Working people must pay for government mistakes

Jim Sutherland’s criticism of the protests by students and the working people of Quebec amounts to nothing more than name-calling. The decision by the Liberal government of Jean Charest to raise student tuition fees is not the whim of a politician, not an isolated phenomenon. It is part of a widespread pattern across the globe, a generalized attack on the living standards of working class people.

Re: Quebec protestors by Jim Sutherland, Red Deer Advocate, May 23.

Jim Sutherland’s criticism of the protests by students and the working people of Quebec amounts to nothing more than name-calling.

The decision by the Liberal government of Jean Charest to raise student tuition fees is not the whim of a politician, not an isolated phenomenon. It is part of a widespread pattern across the globe, a generalized attack on the living standards of working class people.

The crises of the capitalist system (Jim will remember the great banking crash and subsequent state bailout of 2007-2008) is the force behind the drive to push back the modest economic and democratic gains achieved by workers in the post war period from 1948 to 1974.

Working people are being made to pay for the bank bailout debts incurred by the state: this is translated into cuts in wages, pensions, living standards, the social wage and increased student fees.

The power of the state is being used to achieve these ends, as demonstrated by the vicious police attacks in Quebec against demonstrators and non-demonstrators alike. State power includes the use of the law, which is illustrated by Bill 78 a draconian move against civil rights and the democratic right to protest.

Workers across Canada are suffering cuts in their wages and pensions; the Conservative government will pass legislation against the striking Canadian Pacific Railway workers as they did against the workers of Air Canada and the post office.
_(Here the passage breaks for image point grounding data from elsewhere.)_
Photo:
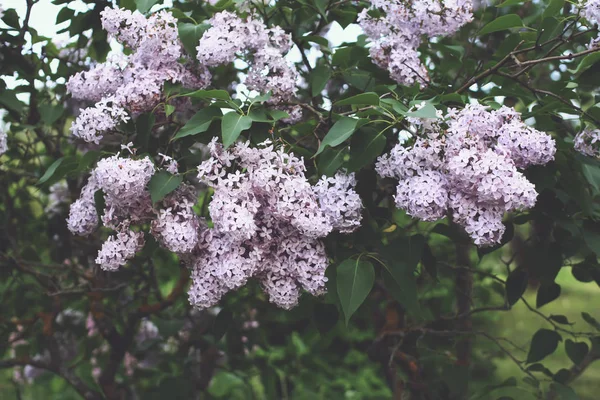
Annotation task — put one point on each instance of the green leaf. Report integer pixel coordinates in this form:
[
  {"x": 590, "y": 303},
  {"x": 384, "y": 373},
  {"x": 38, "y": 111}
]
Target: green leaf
[
  {"x": 278, "y": 114},
  {"x": 11, "y": 18},
  {"x": 370, "y": 98},
  {"x": 326, "y": 317},
  {"x": 402, "y": 256},
  {"x": 585, "y": 63},
  {"x": 99, "y": 203},
  {"x": 162, "y": 183},
  {"x": 576, "y": 350},
  {"x": 58, "y": 170},
  {"x": 199, "y": 123},
  {"x": 339, "y": 132},
  {"x": 547, "y": 293},
  {"x": 9, "y": 99},
  {"x": 501, "y": 23},
  {"x": 355, "y": 279},
  {"x": 168, "y": 327},
  {"x": 560, "y": 319},
  {"x": 88, "y": 159},
  {"x": 232, "y": 125},
  {"x": 143, "y": 126},
  {"x": 516, "y": 283},
  {"x": 564, "y": 392},
  {"x": 144, "y": 6},
  {"x": 221, "y": 324},
  {"x": 64, "y": 14},
  {"x": 318, "y": 79},
  {"x": 544, "y": 343},
  {"x": 330, "y": 161},
  {"x": 223, "y": 383},
  {"x": 209, "y": 94},
  {"x": 51, "y": 170},
  {"x": 427, "y": 111},
  {"x": 259, "y": 115},
  {"x": 590, "y": 320},
  {"x": 509, "y": 3},
  {"x": 366, "y": 146},
  {"x": 553, "y": 8}
]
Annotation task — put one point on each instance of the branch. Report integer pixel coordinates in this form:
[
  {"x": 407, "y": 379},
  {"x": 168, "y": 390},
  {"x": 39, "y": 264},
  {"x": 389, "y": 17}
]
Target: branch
[
  {"x": 489, "y": 71},
  {"x": 61, "y": 371},
  {"x": 147, "y": 309},
  {"x": 551, "y": 94}
]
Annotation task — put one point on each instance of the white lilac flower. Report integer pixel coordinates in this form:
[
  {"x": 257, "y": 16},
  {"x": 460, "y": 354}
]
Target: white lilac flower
[
  {"x": 119, "y": 248},
  {"x": 396, "y": 34},
  {"x": 588, "y": 142},
  {"x": 469, "y": 169},
  {"x": 268, "y": 221}
]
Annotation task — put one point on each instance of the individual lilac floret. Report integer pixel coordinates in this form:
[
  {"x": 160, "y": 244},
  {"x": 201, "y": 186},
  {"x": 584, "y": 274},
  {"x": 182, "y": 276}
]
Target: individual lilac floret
[
  {"x": 469, "y": 169},
  {"x": 588, "y": 142},
  {"x": 124, "y": 178},
  {"x": 590, "y": 10},
  {"x": 59, "y": 195},
  {"x": 230, "y": 36},
  {"x": 92, "y": 122},
  {"x": 83, "y": 217},
  {"x": 339, "y": 202},
  {"x": 176, "y": 227},
  {"x": 267, "y": 223},
  {"x": 132, "y": 84},
  {"x": 396, "y": 34},
  {"x": 98, "y": 82},
  {"x": 119, "y": 248},
  {"x": 3, "y": 142},
  {"x": 423, "y": 196}
]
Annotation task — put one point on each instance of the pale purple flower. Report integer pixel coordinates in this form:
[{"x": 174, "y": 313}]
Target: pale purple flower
[
  {"x": 468, "y": 165},
  {"x": 119, "y": 248},
  {"x": 588, "y": 142}
]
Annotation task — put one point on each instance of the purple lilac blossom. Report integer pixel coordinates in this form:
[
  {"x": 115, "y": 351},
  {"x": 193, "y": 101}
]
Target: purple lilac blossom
[{"x": 469, "y": 169}]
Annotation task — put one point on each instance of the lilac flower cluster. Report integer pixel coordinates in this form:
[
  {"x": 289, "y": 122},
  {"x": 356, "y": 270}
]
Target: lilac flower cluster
[
  {"x": 177, "y": 227},
  {"x": 396, "y": 35},
  {"x": 267, "y": 223},
  {"x": 588, "y": 142},
  {"x": 59, "y": 195},
  {"x": 3, "y": 142},
  {"x": 590, "y": 10},
  {"x": 123, "y": 182},
  {"x": 469, "y": 166},
  {"x": 230, "y": 36},
  {"x": 131, "y": 83}
]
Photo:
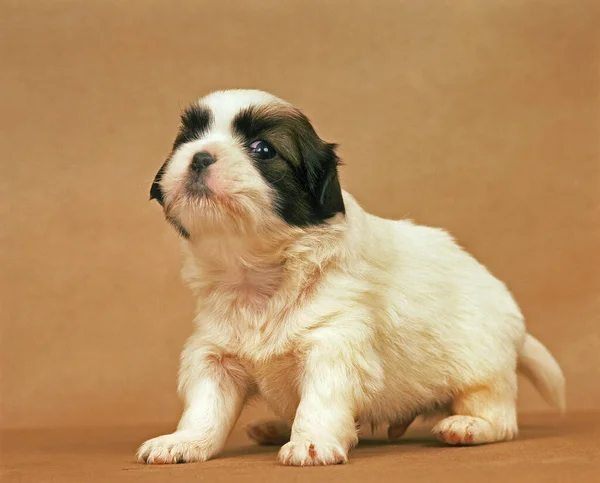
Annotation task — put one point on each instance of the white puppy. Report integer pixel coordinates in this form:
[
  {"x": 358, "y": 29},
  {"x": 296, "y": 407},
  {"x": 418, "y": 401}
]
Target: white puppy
[{"x": 337, "y": 318}]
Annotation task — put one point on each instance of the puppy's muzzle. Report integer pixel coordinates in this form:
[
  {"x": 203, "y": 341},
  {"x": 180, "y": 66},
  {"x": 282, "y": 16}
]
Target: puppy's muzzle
[{"x": 201, "y": 161}]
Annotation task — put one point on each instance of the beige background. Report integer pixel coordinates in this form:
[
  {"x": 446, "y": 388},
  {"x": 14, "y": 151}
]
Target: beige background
[{"x": 482, "y": 117}]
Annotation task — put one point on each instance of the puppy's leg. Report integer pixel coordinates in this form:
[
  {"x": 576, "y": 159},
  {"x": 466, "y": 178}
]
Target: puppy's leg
[
  {"x": 324, "y": 428},
  {"x": 483, "y": 414},
  {"x": 213, "y": 388},
  {"x": 269, "y": 432}
]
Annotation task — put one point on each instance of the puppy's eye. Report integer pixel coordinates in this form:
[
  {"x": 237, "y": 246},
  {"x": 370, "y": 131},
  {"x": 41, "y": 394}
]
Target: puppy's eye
[{"x": 262, "y": 150}]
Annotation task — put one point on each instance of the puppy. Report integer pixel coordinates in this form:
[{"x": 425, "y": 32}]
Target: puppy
[{"x": 335, "y": 317}]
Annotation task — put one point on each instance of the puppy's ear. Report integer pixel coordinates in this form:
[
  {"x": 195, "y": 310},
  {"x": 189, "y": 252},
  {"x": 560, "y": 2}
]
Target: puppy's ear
[
  {"x": 321, "y": 164},
  {"x": 155, "y": 190}
]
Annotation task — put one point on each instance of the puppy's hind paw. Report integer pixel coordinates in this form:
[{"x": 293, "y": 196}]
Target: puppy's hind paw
[
  {"x": 464, "y": 430},
  {"x": 178, "y": 447}
]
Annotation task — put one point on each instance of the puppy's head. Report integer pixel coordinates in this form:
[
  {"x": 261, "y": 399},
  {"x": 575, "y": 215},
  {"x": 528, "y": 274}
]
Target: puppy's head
[{"x": 246, "y": 160}]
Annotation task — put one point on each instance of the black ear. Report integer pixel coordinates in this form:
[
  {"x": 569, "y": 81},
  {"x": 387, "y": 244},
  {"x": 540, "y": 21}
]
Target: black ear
[
  {"x": 155, "y": 190},
  {"x": 322, "y": 163}
]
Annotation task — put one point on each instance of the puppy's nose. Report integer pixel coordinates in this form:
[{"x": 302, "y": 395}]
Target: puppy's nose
[{"x": 202, "y": 160}]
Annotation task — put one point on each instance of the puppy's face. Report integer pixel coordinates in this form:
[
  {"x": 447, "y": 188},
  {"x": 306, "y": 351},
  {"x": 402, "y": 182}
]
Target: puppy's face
[{"x": 246, "y": 160}]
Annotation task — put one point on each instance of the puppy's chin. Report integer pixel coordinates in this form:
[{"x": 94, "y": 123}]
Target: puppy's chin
[{"x": 199, "y": 208}]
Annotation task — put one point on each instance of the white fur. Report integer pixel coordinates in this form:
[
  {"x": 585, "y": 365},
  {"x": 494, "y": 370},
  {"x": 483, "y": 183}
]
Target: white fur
[{"x": 361, "y": 321}]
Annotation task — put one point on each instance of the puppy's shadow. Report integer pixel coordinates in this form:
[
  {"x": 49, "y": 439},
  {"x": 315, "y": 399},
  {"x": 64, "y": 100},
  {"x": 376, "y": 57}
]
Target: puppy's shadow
[
  {"x": 250, "y": 449},
  {"x": 421, "y": 437}
]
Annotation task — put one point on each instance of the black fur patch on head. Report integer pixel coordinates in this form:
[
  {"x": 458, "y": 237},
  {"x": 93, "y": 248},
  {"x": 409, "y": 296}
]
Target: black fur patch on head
[
  {"x": 304, "y": 173},
  {"x": 195, "y": 121}
]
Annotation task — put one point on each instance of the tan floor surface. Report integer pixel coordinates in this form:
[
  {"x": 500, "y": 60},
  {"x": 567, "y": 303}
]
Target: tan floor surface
[{"x": 548, "y": 449}]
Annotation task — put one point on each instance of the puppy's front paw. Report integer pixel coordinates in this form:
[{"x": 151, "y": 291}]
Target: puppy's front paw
[
  {"x": 463, "y": 430},
  {"x": 307, "y": 453},
  {"x": 178, "y": 447}
]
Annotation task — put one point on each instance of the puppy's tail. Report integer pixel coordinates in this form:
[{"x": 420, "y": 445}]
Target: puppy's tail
[{"x": 537, "y": 364}]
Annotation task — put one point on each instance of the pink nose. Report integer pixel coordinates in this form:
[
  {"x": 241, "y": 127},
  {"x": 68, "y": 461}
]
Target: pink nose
[{"x": 202, "y": 160}]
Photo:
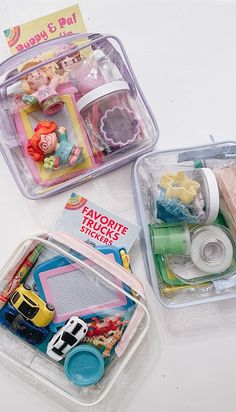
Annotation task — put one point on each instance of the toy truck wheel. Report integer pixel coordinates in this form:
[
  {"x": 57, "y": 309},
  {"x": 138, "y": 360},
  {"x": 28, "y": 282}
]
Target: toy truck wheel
[{"x": 26, "y": 286}]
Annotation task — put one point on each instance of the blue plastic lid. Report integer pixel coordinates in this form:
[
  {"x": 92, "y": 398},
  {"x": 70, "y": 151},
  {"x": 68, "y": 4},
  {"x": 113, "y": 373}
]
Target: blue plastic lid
[{"x": 84, "y": 365}]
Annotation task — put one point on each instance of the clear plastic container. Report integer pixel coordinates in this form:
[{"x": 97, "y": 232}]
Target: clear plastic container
[
  {"x": 54, "y": 134},
  {"x": 189, "y": 261},
  {"x": 71, "y": 317}
]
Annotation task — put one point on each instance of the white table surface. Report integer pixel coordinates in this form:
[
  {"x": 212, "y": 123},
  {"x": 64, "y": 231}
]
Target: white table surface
[{"x": 183, "y": 54}]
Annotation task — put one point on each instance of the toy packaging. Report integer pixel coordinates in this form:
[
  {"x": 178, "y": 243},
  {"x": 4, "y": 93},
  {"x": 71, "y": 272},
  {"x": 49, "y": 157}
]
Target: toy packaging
[
  {"x": 77, "y": 324},
  {"x": 71, "y": 111},
  {"x": 95, "y": 225},
  {"x": 186, "y": 206}
]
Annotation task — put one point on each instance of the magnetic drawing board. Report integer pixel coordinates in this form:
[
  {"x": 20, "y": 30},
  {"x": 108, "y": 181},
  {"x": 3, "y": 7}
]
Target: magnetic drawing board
[{"x": 73, "y": 290}]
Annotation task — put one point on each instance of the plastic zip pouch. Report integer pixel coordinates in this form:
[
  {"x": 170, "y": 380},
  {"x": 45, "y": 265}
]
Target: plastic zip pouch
[
  {"x": 71, "y": 316},
  {"x": 73, "y": 115},
  {"x": 186, "y": 206}
]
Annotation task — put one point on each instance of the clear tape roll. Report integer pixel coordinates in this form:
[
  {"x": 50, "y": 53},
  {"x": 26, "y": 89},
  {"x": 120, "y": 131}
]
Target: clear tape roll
[{"x": 211, "y": 249}]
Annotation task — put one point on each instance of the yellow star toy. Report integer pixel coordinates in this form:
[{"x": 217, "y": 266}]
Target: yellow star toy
[{"x": 179, "y": 186}]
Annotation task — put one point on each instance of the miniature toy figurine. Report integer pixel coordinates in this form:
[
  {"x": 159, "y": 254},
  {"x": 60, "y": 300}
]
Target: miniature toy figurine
[
  {"x": 52, "y": 146},
  {"x": 68, "y": 63},
  {"x": 98, "y": 327},
  {"x": 40, "y": 87},
  {"x": 83, "y": 72}
]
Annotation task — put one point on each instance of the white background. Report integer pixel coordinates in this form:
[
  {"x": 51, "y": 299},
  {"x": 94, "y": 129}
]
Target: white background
[{"x": 184, "y": 56}]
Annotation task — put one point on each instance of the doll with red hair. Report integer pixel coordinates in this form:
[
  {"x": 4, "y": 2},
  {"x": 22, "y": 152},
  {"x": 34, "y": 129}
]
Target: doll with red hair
[{"x": 51, "y": 146}]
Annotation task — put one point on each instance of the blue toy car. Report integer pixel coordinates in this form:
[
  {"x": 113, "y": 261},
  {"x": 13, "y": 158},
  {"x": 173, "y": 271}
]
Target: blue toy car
[{"x": 10, "y": 318}]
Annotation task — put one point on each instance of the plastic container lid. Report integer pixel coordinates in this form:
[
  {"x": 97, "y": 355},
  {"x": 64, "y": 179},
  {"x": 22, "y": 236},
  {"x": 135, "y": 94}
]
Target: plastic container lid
[
  {"x": 212, "y": 194},
  {"x": 101, "y": 91},
  {"x": 84, "y": 365}
]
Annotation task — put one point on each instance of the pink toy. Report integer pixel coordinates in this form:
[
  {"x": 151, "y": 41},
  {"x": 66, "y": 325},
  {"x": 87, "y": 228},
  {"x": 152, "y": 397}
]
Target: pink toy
[
  {"x": 40, "y": 86},
  {"x": 70, "y": 62},
  {"x": 52, "y": 146},
  {"x": 98, "y": 327}
]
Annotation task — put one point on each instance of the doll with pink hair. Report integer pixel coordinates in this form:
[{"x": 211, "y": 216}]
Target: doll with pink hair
[
  {"x": 40, "y": 87},
  {"x": 51, "y": 146}
]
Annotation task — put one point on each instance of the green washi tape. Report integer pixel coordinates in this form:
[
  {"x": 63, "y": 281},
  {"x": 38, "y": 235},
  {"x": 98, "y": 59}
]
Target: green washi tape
[{"x": 170, "y": 239}]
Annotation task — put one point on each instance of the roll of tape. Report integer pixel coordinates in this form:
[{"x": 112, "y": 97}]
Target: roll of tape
[
  {"x": 211, "y": 249},
  {"x": 170, "y": 239}
]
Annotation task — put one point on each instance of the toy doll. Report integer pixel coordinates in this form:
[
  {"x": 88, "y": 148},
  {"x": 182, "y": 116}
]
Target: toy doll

At the same time, the banks report huge profits. The Canadian Tory government gave over $125 billion to the banks in bailout money.

The universities in Quebec may be closed but students and workers are receiving a first-rate education in the role of the state.

The present system is unable to provide secure jobs, free education, free health care, affordable housing and retirement at 60 on a living wage.

The NDP must actively support both students and workers while campaigning for a democratic, planned, socialist society.